7. An effective teacher MANAGES a classroom. An ineffective teacher DISCIPLINES a classroom.

See #5 to look at this in more depth. A great teacher-room discussion could develop from this sentence.

8. Procedures must be rehearsed again and again until they become routines.

9. PROCEDURE: What you want students to do.

  • ROUTINE: What the students do automatically
  • Self-explanatory, and previously explained.

10. Research says that there must be the date, and agenda/ class work posted before students walk in.  The day’s agenda must be posted in the same consistent location every day. Students should write the date and the day’s work topics in their notebook upon entering class.

  • Dr. David Ausubel’s research into the use of “advanced organizers” supports that students remember longer and learn more coherently when teachers have the day and major points to be taught in class that day or week.  Additional research by Dr. Harry Wong supports Ausubel’s findings.
  • Sugata Mitra’s extensive research in India and the UK also confirms better learning and long-term recall when teachers use advanced organizers. Mitra’s “The Big Idea” is his version of advising students, in a visual format, of the main idea of the work to be accomplished.

11. Your very first priority when the class starts is to get the students to work. Do NOT waste time chatting.

When students enter the classroom, the date and BIG IDEA must be on the board. A daily or weekly Trivia Fact could be an added attraction. The minute the bell rings or the clock indicates class time, BEGIN! Review the date, the main ideas, the trivia fact, discuss the work or topics accomplished in the previous class – and move forward.

Teach bell-to-bell… NO WASTED TIME. Not only will students learn more academically, but they also will learn excellent work ethics and time management from their teacher as a role model.

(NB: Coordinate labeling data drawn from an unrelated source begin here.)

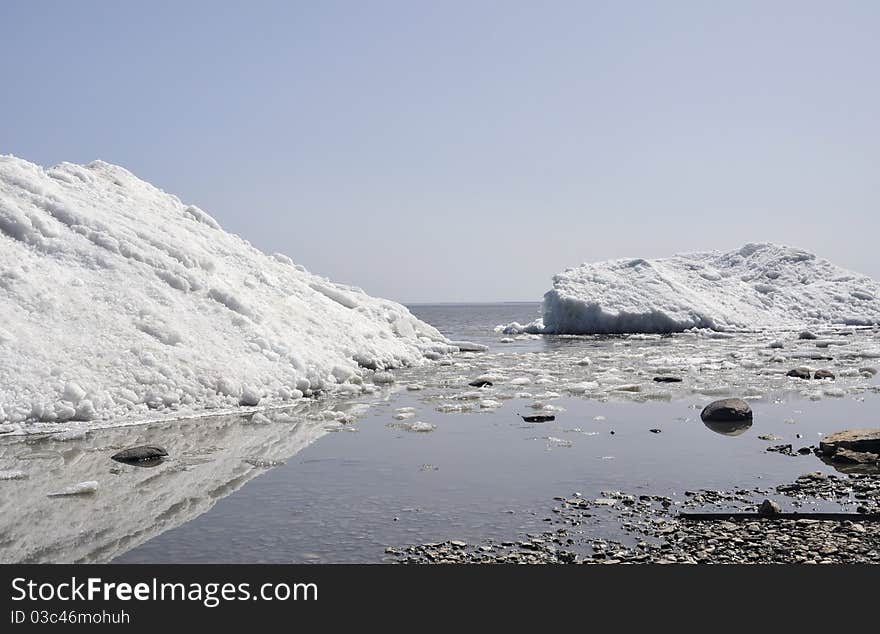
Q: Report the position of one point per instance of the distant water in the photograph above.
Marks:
(475, 322)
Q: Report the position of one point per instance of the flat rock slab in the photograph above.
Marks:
(142, 453)
(857, 440)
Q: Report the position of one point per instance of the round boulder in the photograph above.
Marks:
(728, 410)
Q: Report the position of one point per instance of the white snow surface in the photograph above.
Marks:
(758, 287)
(118, 301)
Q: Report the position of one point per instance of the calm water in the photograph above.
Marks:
(235, 491)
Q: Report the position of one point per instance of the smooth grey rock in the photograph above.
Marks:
(142, 453)
(727, 410)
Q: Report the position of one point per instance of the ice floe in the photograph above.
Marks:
(756, 287)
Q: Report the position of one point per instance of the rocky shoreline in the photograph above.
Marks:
(656, 533)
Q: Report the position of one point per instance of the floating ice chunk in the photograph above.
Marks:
(582, 388)
(420, 427)
(627, 387)
(383, 378)
(467, 346)
(554, 442)
(82, 488)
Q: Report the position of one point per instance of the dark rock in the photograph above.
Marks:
(783, 449)
(848, 456)
(769, 508)
(480, 383)
(799, 373)
(859, 440)
(140, 454)
(727, 410)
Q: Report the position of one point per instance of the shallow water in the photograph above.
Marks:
(307, 488)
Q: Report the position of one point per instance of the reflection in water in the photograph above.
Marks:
(208, 459)
(728, 428)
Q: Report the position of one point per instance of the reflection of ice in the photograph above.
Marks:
(208, 459)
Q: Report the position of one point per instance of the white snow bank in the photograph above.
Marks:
(118, 299)
(757, 287)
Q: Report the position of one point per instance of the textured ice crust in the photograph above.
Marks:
(120, 301)
(757, 287)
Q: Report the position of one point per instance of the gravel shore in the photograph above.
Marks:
(657, 534)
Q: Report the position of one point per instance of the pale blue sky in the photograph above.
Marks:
(466, 151)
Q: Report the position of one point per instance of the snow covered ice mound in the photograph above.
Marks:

12. It is the teacher who makes the difference in the classroom. It is the teacher who makes the difference in student achievement.

This was discussed in #1 and has been proven by research studies over the past 25 years. Wong, Krashen, Schmoker, Mitra, Ausubel, and at least 50 other researchers have confirmed that the TEACHER is the essential element, the #1 factor, in student success.

FINALLY: If teachers follow ideas presented in these twelve statements regarding classroom management, and if they prepare the next day’s  work every night, in order to have it ready to post the next morning in the classroom, students are going to learn that the teacher means business!  Students are going to have a more positive attitude about the class, because every student deserves a teacher who cares enough to be organized and who has high expectations for all of her/his students’ progress, learning, and accomplishments.